3.1. Lexical Elements

Programming languages, such as C, can be regarded in much the same way as linguistic languages, such as English, French, or Spanish. The lexical elements of a language are the words, punctuation, and grammar rules of the language.

3.1.1. Introduction

syntax

The rules for writing the language. Putting together the words and punctuation of a program in a legal and correct manner. Could also be called the grammar of the language.

semantics

The branch of linguistics and logic concerned with meaning. To learn the semantics of a programming language is to learn how to articulate an algorithm using the language. Semantics of computer programming are generally harder to learn than syntax, but more easily transfered to other languages.

A major goal of this class is to teach semantics, which often takes considerable practice to learn. However, in this specific section, we are concerned primarily with syntax.

compiler

Checks the syntax and translates the source code into object code.

tokens

The characters in a program which are grouped by the compiler. The compiler basically collects the characters of the program into tokens or syntactic units. There are six kinds of tokens:

  1. keywords
  2. identifiers
  3. constants
  4. string constants
  5. operators
  6. punctuators

lexical dissection

The process of collecting the characters of a program into syntactic units or tokens.

Note

A comment block is considered a syntactic unit, but it is not a token of C language because the compiler ignores comments.

3.1.2. Example

Consider this short section of code.

int main( void )
{
   int a, b, sum;

   a = 6;
}

In this example, the compiler groups the characters into these tokens.

identifiers:

main a b sum

operators:

( ) =

punctuators:

, { ;

keywords:

int void

constants:

6

3.1.3. Comments

  1. Comments are text placed between the delimiters /* and */.

  2. They are ignored by the compiler.

  3. /*
     * Comments blocks like this explain what the following code attempts
     * to do.  These comments often come directly from the design
     * statement.
     */
    
  4. /* comments like this explain a single line of code */

  5. // This is also a valid comment on most systems, although it was not
    // a part of the original C standard.  C++ introduce this type of
    // comment and most C compilers now recognize it as a coment.
    // The rest of the line after the // is considered as a comment.
    

3.1.4. C’s Tokens

3.1.4.1. keywords

These are words that are explicitly reserved and have strict meaning to the C compiler. They can not be redefined or redeclared. The meaning of these words is mostly related to the flow of control. There are 32 reserved words (a small number compared to some other languages).

  • auto
  • break
  • case
  • char
  • const
  • continue
  • default
  • do
  • double
  • else
  • enum
  • extern
  • float
  • for
  • goto
  • if
  • int
  • long
  • register
  • return
  • short
  • signed
  • sizeof
  • static
  • struct
  • switch
  • typedef
  • union
  • unsigned
  • void
  • volatile
  • while

3.1.4.2. Identifiers

Identifiers are names given to variables and functions.

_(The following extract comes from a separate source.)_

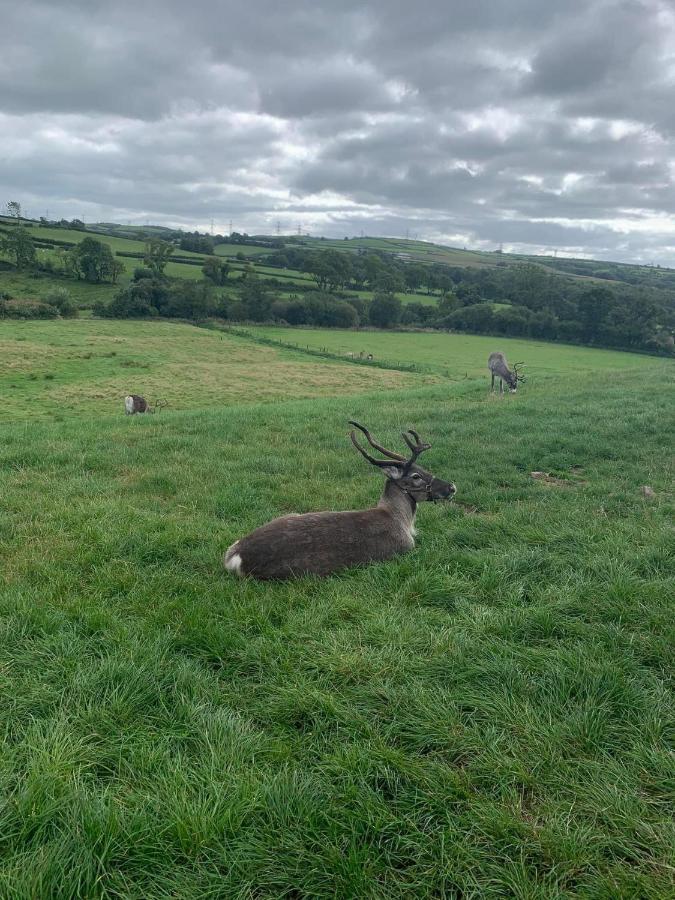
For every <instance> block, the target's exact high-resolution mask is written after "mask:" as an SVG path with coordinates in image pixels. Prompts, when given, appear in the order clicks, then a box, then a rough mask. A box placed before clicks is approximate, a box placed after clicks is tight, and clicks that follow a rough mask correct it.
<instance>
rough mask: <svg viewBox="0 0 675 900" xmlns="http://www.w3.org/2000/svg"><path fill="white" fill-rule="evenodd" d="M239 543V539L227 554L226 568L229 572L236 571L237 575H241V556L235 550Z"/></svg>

  1. A sequence of letters, digits or underscore ‘_’ characters.
  2. Can not begin with a digit.
  3. Case sensitive. So Total, total and TOTAL are all different.
  4. Keywords can not be used as identifiers.
  5. Special characters are not allowed ( #, -, +, % ).
  6. Identifiers should improve the readability of the program by having meaningful names.
  7. Try to avoid using identifiers that begin with an underscore character.

3.1.4.3. Constants

Either integer or decimal numbers. If a variable of type int is assigned to a constant, it can accept an integer constant.

string constants

A sequence of 1 to 256 characters. They are enclosed in double quotes. Character constants are always one digit in length and are different than a character string which is one digit long.

"/* ---- */"   \\--- a string constant.
/* " --- " */  \\--- a comment.
"\\ \" \t \" " \\--- \ " (tab) "

3.1.4.4. Operators

Binary arithmetic operators are: + - / % * Unary arithmetic operators are: ++ -- The assignment operators are: = += -= *= /= %=

The Relational and logical operator discussed in topic 1 are also operators. What does the following do?

int a=1, b=2, c=3, d=4;
a = (b = 2) + (c = 3); --- a = 5; b = 2; c = 3;
a * b/c;               --- (a*b)/c;              = 0
a * b % c + 1;         --- ((a*b) % c) + 1;      = 3
++a * b - c--;         --- ((++a) * b) - (c--);  = 1
7 - -b * ++d;          --- 7 - ((-b) * (++d));   = 17
7 - -b * d++;          --- 7 - ((-b) * (d++));   = 15

3.1.4.5. Punctuators

Special characters , ; ( ) They are used to satisfy the rules of syntax.

3.1.5. Preprocessor

The preprocessor directives like #include and #define are strictly speaking not syntactic units because the compiler never sees them. The preprocessor replaces them with another file in the case of #include and with constants in the case of #define.